Kappa coefficient: Measures inter-rater reliability. 0 = no agreement beyond chance. 0.5 = moderate agreement. 1.0 = perfect agreement.

Demographic table: Compares baseline characteristics between groups using p-values. You WANT p > 0.05 — this means the groups are comparable.

• Selection bias: Systematic differences in who is recruited. Groups are not representative of the target population.
• Recall bias: Participants with disease remember exposures differently from those without. Common in case-control studies.
• Observer/detection bias: Assessors measure outcomes differently based on knowledge of group allocation. Prevented by blinding.
• Attrition bias: Systematic differences in dropouts between groups. If sicker patients drop out of the treatment arm, results look falsely good.
• Publication bias: Positive studies are more likely to be published than negative ones. Detected with funnel plots.
• Lead-time bias: Earlier detection appears to increase survival time without actually changing outcomes. Common in screening studies.
• Hawthorne effect: Participants change behaviour because they know they're being observed, not because of the intervention itself.

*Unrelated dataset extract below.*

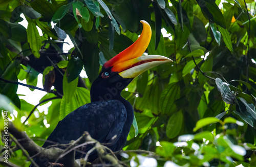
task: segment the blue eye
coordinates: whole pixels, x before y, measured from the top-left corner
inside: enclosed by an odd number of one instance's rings
[[[101,77],[103,78],[106,78],[110,76],[110,74],[108,72],[104,72],[102,74],[101,74]]]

Confounding: A third variable affects both the exposure and the outcome, creating a spurious association. Controlled by randomisation, matching, stratification, or multivariate analysis.

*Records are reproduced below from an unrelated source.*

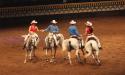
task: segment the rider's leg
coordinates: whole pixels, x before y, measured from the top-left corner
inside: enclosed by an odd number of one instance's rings
[[[94,38],[96,39],[96,41],[98,43],[98,47],[101,49],[102,46],[101,46],[101,43],[100,43],[99,39],[95,35],[93,35],[93,36],[94,36]]]
[[[55,43],[56,43],[56,46],[59,44],[59,42],[58,42],[58,40],[57,40],[57,34],[54,34],[53,35],[53,38],[54,38],[54,40],[55,40]]]
[[[24,45],[23,45],[23,49],[26,47],[26,42],[27,42],[27,40],[28,40],[28,38],[29,38],[29,33],[26,35],[26,37],[25,37],[25,39],[24,39]]]
[[[39,37],[36,33],[34,33],[35,37],[37,37],[36,42],[35,42],[35,47],[37,47],[37,44],[39,43]]]

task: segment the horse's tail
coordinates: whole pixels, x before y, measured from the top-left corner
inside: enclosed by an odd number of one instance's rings
[[[72,47],[72,45],[71,45],[71,41],[69,41],[69,47],[68,47],[69,49],[69,51],[71,51],[72,49],[73,49],[73,47]]]

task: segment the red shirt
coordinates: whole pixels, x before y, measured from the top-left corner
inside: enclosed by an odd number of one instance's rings
[[[36,32],[37,31],[37,27],[35,25],[31,25],[29,31]]]
[[[93,28],[92,27],[86,27],[86,29],[85,29],[85,35],[88,35],[88,34],[91,34],[91,33],[93,33]]]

The Jadad score (Oxford quality scoring system) assesses RCT quality on a scale of 0–5:

• Was the study described as randomised? (+1)
• Was the randomisation method appropriate? (+1) — e.g. computer-generated, NOT alternate allocation
• Was the study described as double-blind? (+1)
• Was the blinding method appropriate? (+1) — e.g. identical placebo
• Were withdrawals and dropouts described? (+1) — numbers and reasons in each group

Deductions: −1 if randomisation method inappropriate. −1 if blinding method inappropriate.

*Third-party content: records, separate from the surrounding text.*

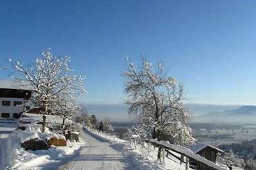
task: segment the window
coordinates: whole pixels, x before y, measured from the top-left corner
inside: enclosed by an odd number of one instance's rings
[[[14,101],[13,106],[20,105],[22,103],[21,101]]]
[[[19,113],[13,113],[13,117],[14,118],[19,118],[20,117],[20,115],[19,114]]]
[[[2,113],[2,114],[1,114],[1,117],[2,118],[10,118],[10,113]]]
[[[10,106],[10,105],[11,105],[11,102],[10,101],[2,101],[2,105],[3,106]]]

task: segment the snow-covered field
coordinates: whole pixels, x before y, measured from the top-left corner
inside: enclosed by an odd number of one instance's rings
[[[184,163],[180,164],[171,156],[165,157],[159,163],[157,160],[157,148],[151,145],[148,155],[147,143],[134,147],[127,141],[87,129],[80,132],[79,143],[68,141],[67,146],[26,151],[20,147],[20,141],[26,137],[22,134],[23,131],[16,131],[8,136],[16,125],[13,122],[0,124],[3,133],[0,139],[0,169],[181,170],[186,168]],[[36,131],[38,136],[42,135],[36,125],[31,125],[28,131]],[[50,134],[51,132],[48,134]]]
[[[56,121],[56,118],[54,120]],[[40,125],[27,125],[24,131],[13,132],[17,126],[15,122],[1,121],[0,169],[42,169],[47,166],[49,167],[47,169],[54,169],[51,168],[51,165],[74,156],[76,152],[84,145],[83,140],[79,142],[68,141],[67,146],[52,146],[47,150],[26,151],[20,147],[22,141],[26,140],[26,138],[42,135],[38,130]],[[52,134],[48,132],[47,135],[51,136]]]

Score ≤2 = low quality. Score ≥3 = high quality.

Other quality assessment tools:

• CONSORT: Reporting standard for RCTs
• PRISMA: Reporting standard for systematic reviews
• GRADE: Overall evidence quality rating system
• Newcastle-Ottawa: Quality assessment for cohort and case-control studies

P-value <0.05 = statistically significant by convention. This does NOT mean clinically important — a huge trial can find a tiny, meaningless difference that reaches statistical significance.

Confidence interval: The range where the true value likely lies. If the 95% CI crosses 1.0 (for ratios like RR/OR) or 0 (for differences) — the result is not significant, regardless of the p-value.

• Narrow CI = precise estimate
• Wide CI = imprecise estimate (often from small sample)

Heterogeneity (I²) in meta-analysis: >50% is significant — you should question whether the studies should be combined at all.

Intention-to-treat (ITT) vs per-protocol: ITT analyses everyone enrolled (even dropouts). It's more conservative and avoids attrition bias. Per-protocol only analyses those who completed the study — risks overestimating treatment effect.

ROC curve: See Section 3 (Diagnostic Formulae) above for full detail including AUC values and illustration.

Audit: Measures current practice against an existing STANDARD. Uses the PDSA (Plan-Do-Study-Act) cycle. Must re-audit to close the loop. Does NOT need ethics approval.

Research: Generates NEW knowledge. Tests a hypothesis. NEEDS ethics approval.

QI methodologies:

• EBCD (Experience-Based Co-Design): Uses patient and staff experiences to drive improvement
• Driver diagrams: Primary aim → primary drivers → secondary drivers → change ideas
• 5 Whys / 3 Whys: Root cause analysis — keep asking "why?" until you reach the underlying cause
• Ishikawa (fishbone) diagram: Categorises causes into groups (people, process, equipment, environment, etc.)
• Pareto analysis (80/20 rule): 80% of problems come from 20% of causes. Fix the top causes first for maximum impact.
• Process mapping: Visualising the patient journey to identify bottlenecks and waste
• Run charts / SPC charts: Tracking improvement over time. Distinguishes special cause variation (something changed) from common cause variation (normal fluctuation).
• Gantt chart: Project timeline showing tasks, duration, and dependencies

You do NOT need 100% of data for PDSA — just enough, collected sequentially, to test your change idea.